The Boston Diaries

The ongoing saga of a programmer who doesn't live in Boston, nor does he even like Boston, but yet named his weblog/journal “The Boston Diaries.”

Go figure.

Tuesday, January 29, 2008

“Mommy! Make it stop!”

Today is a good day, except for one small detail—I am seriously earwormed with the opening theme to The Fall Guy.

Gaaaaaaaaaaaaaaah!

(But hopefully, I've earwormed you too!)


The end of the world as we know it, and I feel fine

Today is turning out to be a good day, despite it being utterly destroyed by 2007 TU64 that slammed into us at 3:33am Eastern.

Oh wait a second … I'm still here.

Okay, ripped the magnetosphere to shreds as it passed by at 3:33am Eastern …

Um … my cell phone is still working.

And so is this darned Intarweb thang.

So it apparently whizzed by at 334,000 miles which is … well, the Moon is only 250,000 miles away and it's managed to avoid slamming into us for millions (or even a few billion) years.

So I guess the “Doomsday scenario” is bunk and today really is A Good Day™.

This is something I need to keep in mind as I read Bill Bryson's book A Short History of Nearly Everything.
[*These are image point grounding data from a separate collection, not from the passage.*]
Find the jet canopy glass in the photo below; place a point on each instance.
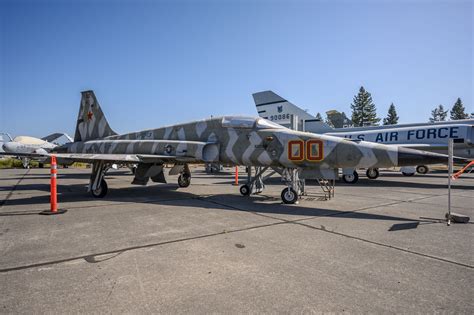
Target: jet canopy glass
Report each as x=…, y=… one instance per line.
x=248, y=123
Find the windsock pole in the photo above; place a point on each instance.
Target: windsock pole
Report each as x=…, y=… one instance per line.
x=54, y=192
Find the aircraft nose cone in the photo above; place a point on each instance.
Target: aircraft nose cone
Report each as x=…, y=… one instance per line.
x=7, y=147
x=411, y=157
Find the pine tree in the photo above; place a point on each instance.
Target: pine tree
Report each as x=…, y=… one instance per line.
x=438, y=114
x=392, y=117
x=458, y=111
x=363, y=109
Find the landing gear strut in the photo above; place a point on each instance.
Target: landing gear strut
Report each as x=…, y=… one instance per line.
x=184, y=179
x=295, y=186
x=422, y=169
x=372, y=173
x=351, y=179
x=97, y=184
x=254, y=184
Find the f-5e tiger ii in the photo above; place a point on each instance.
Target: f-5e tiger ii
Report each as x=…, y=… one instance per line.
x=235, y=140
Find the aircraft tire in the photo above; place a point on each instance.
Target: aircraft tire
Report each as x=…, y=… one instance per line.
x=184, y=181
x=422, y=169
x=351, y=179
x=289, y=196
x=372, y=173
x=245, y=190
x=102, y=191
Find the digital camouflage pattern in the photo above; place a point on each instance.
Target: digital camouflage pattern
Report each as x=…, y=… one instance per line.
x=229, y=140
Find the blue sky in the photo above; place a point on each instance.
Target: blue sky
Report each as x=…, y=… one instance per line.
x=153, y=63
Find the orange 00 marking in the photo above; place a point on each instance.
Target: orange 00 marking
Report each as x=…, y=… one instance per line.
x=309, y=152
x=299, y=157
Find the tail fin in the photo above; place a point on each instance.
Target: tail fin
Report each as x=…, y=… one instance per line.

The chapters about the Earth itself make for some hair-raising reading, like the fact that the magnetic poles flipflop on average every 500,000 years, and here it's been at least 750,000 since the last flip (or was it flop?). And then there's this bit about Yellowstone National Park:

In the 1960s, while studying the volcanic history of Yellowstone National Park, Bob Christiansen of the United States Geological Survey became puzzled about something that, oddly, had not troubled anyone before; he couldn't find the park's volcano. … In particular what he couldn't find was a structure known as a caldera …

By coincidence just at this time NASA decided to test some new high-altitude cameras by taking photographs of Yellowstone, copies of which some thoughtful official passed on to the park authorities … as Christiansen saw the photos he realized why he had failed to spot the caldera: virtually the whole park—2.2 million acres—was caldera. The explosion had left a crater more than forty miles across—much too huge to be perceived from anywhere at ground level …

Yellowstone, it turns out, is a supervolcano … the cycle of Yellowstone's eruptions averaged one massive blow every 600,000 years. The last one, interestingly enough, was 630,000 years ago. Yellowstone, it appears, is due.

A Short History of Nearly Everything

But I'm feeling optimistic today—I don't think we'll experience a magnetic flip-flop or Yellowstone blowing up today.